Industrial enzymes are increasingly being used by industry and in health-care applications. Traditionally, enzymes from various natural sources have been used in food production in Japan, the US and Europe; no comparable industry has developed in Canada. Now that enzymes are produced microbiologically and by genetic engineering, "tailor-made" products can be expected. Enzyme immobilization is a crucial part of this technology, and the use of BACTERIA, yeast, FUNGI, and plant and animal cells will provide increasingly sophisticated multi-step, multi-enzyme systems. This includes the use of enzymes in organic media.

New and existing products will increasingly be made with enzyme processes. Essential for the scale-up and automation of such processes is the development of biosensors and optimized computer control of bioreactors and the associated downstream processing equipment. The application of such physics/engineering technologies in the biological domain represents a breakthrough. The development of nano-machines, ultra-micro-machined devices capable of performing biochemical analysis, is expected to lead to the creation of diagnostic, therapeutic and production tools of unprecedented power.

Cell Fusion

Cell fusion techniques have opened up new opportunities in agriculture, forestry and health-care products. In agriculture and forestry, cell fusion can produce hybrid plants exhibiting faster growth, enhanced atmospheric nitrogen-fixing capabilities, and greater resistance to disease, chemical herbicides and climatic factors.Canada's considerable economic dependence on the agriculture and forest industries should make the application of these techniques a high priority. Other hybrid cell techniques result in the production of monoclonal (ie, derived from a single cell) antibodies, used to produce more specific diagnostic reagents, to treat patients with autoimmune reactions, in the targeting and immunotherapy of cancer and for more effective industrial purification of a variety of products.

Plant Cell Culture

Plants have always been a rich source of medicinal agents, and the development of techniques for culturing plant cells in vitro makes possible the production of a wide variety of pharmaceutical products (see PHARMACY). The NRC's Plant Biotechnology Institute in Saskatoon possesses world-class expertise in plant cell culture.

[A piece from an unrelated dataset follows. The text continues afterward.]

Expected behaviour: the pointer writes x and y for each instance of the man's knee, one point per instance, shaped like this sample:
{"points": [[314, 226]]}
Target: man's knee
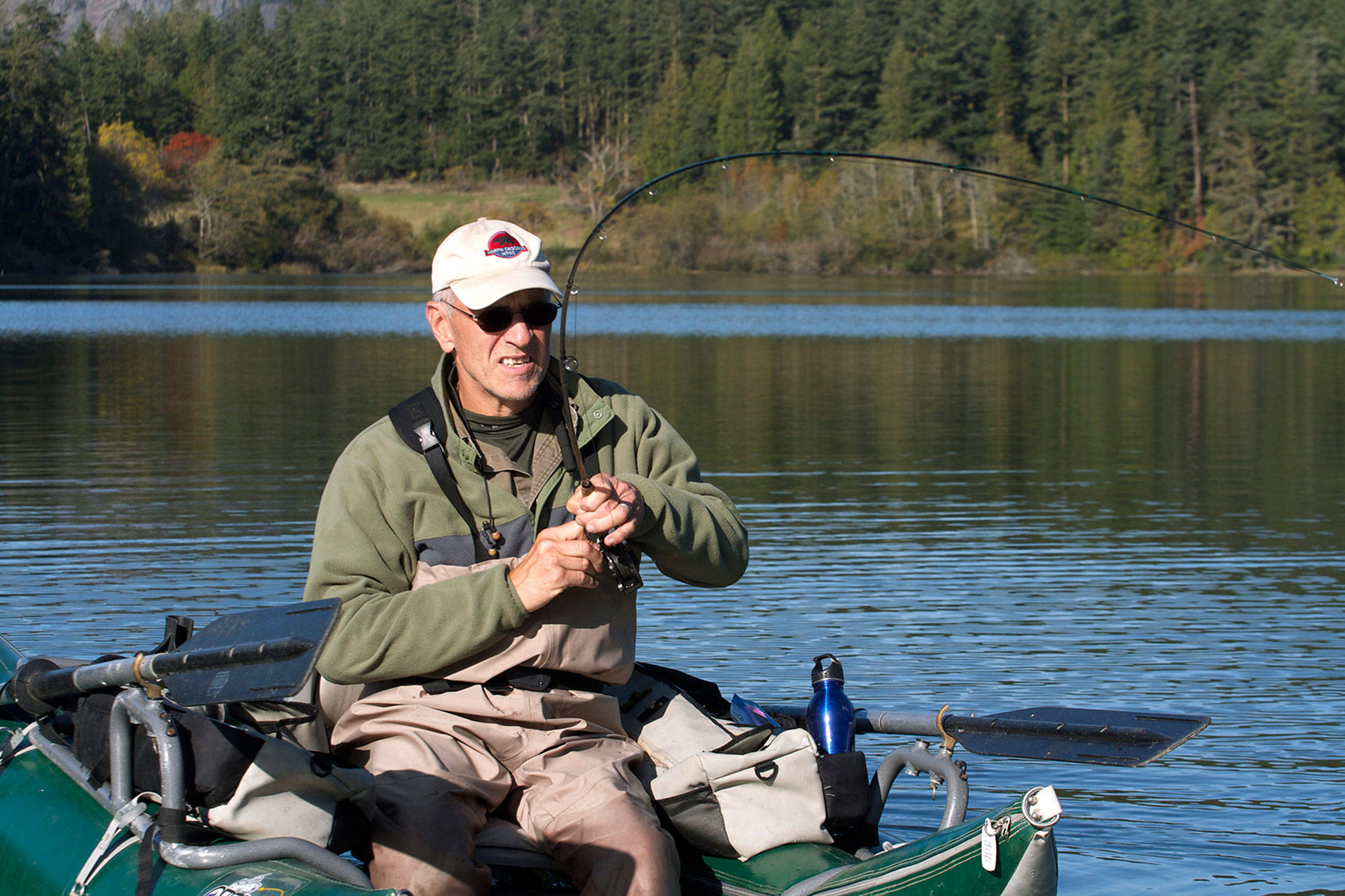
{"points": [[617, 849], [423, 839]]}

Biological Process and Systems Engineering

The very nature of biological or microbiological products and processes requires special handling techniques and procedures. Specialized bioprocess and engineering systems are therefore central to eventual commercialization. The former paucity of large-scale biotechnology exploitation in Canada has led to a serious shortage of process and bio-engineering expertise. The 1981 Federal Task Force stated that development of such expertise was urgent, and the provision of training represents one of the major activities at the NRC's Biotechnology Institute in Montréal and the Alberta Research Council in Edmonton.